L'avant-garde française des années 1920
Il aurait été possible de filmer ce train en plan séquence (les frères Lumière l'avaient déjà fait), mais la vitesse aurait été celle de la machine, pas celle du montage. Gance décide au contraire de fragmenter la scène en plusieurs plans et d'accroître l'impression de discontinuité du découpage en donnant aux plans contigus des compositions différentes (les rails, par exemple, ne traversent jamais le cadre de la même façon, le train ne parcourt pas non plus l'espace dans le même sens).
L'événement filmé est ainsi déréalisé et tous les plans qui le composent deviennent la matière première d'un montage très rapide : le montage accéléré. La vitesse n'est plus vraiment celle du train, mais très nettement celle du montage lui-même. Le cinéma n'imite plus le réel, mais il donne la sensation du réel au spectateur. La frénésie qui envahit le personnage est communiquée par la nouvelle ivresse du montage.
D'autres cinéastes comme Germaine Dulac s'intéressent plus directement à la dimension musicale d'un tel rythme. Elle s'emploie notamment à mettre en scène des partitions musicales en établissant des correspondances entre les mouvements de la musique et ceux de l'image. Mais cette correspondance est encore illustrative. Un morceau intitulé « Arabesque » sera incarné à l'écran par l'image de jets d'eau dessinant une arabesque. La musique investit le cinéma, mais le moment du rythme pur n'est pas encore arrivé.
Le metteur en scène ira encore plus loin dans « L'Inhumaine ». C'est le montage seul qui prend alors en charge la totalité du rythme de plusieurs séquences. Certaines vitesses sont en effet exprimées par un montage rapide de plans complètement abstraits, entièrement noirs et entièrement blancs. On assiste alors au rejet du moindre motif capable de représenter la vitesse.
Il explorera notamment les possibilités de la surimpression : l'écran reçoit jusqu'à 12 images en même temps. Le spectateur se retrouve alors dans l'incapacité d'identifier ce qui se passe précisément dans chaque image, mais il éprouve l'agitation générale qui caractérise la séquence. C'est le montage des surfaces.
Dans ce film, lors de certaines projections, un autre dispositif inédit est mis en place.
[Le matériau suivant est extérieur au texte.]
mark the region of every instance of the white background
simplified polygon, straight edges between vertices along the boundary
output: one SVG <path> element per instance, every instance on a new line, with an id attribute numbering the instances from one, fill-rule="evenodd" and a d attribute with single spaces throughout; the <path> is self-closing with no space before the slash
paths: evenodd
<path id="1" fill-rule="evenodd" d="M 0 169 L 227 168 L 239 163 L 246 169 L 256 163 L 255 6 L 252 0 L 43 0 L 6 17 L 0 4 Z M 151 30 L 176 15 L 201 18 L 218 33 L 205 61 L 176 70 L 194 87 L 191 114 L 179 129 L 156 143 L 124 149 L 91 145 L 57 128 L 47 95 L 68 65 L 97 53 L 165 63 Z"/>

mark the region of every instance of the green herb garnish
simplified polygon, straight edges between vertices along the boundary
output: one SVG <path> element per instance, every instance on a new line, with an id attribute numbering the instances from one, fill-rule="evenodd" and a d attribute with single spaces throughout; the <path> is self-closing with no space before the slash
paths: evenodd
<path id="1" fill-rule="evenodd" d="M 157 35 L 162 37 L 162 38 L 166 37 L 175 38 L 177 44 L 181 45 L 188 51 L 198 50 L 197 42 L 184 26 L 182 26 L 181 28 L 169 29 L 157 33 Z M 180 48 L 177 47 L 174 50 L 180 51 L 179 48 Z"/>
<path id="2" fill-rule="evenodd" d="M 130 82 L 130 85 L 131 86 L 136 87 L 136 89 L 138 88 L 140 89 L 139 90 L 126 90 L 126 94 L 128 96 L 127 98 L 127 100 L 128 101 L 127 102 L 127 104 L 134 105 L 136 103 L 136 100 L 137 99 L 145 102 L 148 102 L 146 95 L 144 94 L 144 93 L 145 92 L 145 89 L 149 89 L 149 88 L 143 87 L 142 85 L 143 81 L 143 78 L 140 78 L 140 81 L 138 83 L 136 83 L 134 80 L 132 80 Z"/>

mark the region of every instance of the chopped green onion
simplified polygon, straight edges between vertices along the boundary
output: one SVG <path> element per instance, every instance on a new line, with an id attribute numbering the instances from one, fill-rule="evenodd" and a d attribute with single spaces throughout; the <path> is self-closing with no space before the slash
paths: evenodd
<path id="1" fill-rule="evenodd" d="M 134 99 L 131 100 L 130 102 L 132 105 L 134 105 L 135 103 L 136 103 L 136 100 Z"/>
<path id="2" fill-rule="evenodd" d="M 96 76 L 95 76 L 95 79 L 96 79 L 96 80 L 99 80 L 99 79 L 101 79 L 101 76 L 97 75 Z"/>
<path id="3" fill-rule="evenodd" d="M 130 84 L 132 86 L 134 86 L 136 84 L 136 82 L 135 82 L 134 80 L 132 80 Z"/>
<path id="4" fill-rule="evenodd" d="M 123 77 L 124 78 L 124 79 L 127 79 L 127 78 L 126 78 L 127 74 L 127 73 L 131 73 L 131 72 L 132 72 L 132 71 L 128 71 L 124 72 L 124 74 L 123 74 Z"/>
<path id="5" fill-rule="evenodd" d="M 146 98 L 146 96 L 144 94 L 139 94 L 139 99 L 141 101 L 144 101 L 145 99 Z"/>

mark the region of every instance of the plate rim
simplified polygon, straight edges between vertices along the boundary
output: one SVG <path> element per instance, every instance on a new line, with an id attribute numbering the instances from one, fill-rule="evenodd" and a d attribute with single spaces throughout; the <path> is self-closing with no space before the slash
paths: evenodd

Trois écrans montrent les points de vue différents d'une même scène (idée de simultanéité). C'est là aussi une forme de montage qui renouvelle le rythme.
Ce courant a néanmoins révélé ou confirmé de nombreux artistes (Gance, Dulac, L'Herbier, Epstein, Grémillon) qui ont su approfondir les objectifs élémentaires de cette avant-garde. On peut retrouver certains échos de leur travail dans certaines des oeuvres expérimentales qui ont jalonné tout le XXe siècle (de Fischinger à Brakhage) et qui partagent pour la plupart un grand sens du rythme et de profondes qualités plastiques.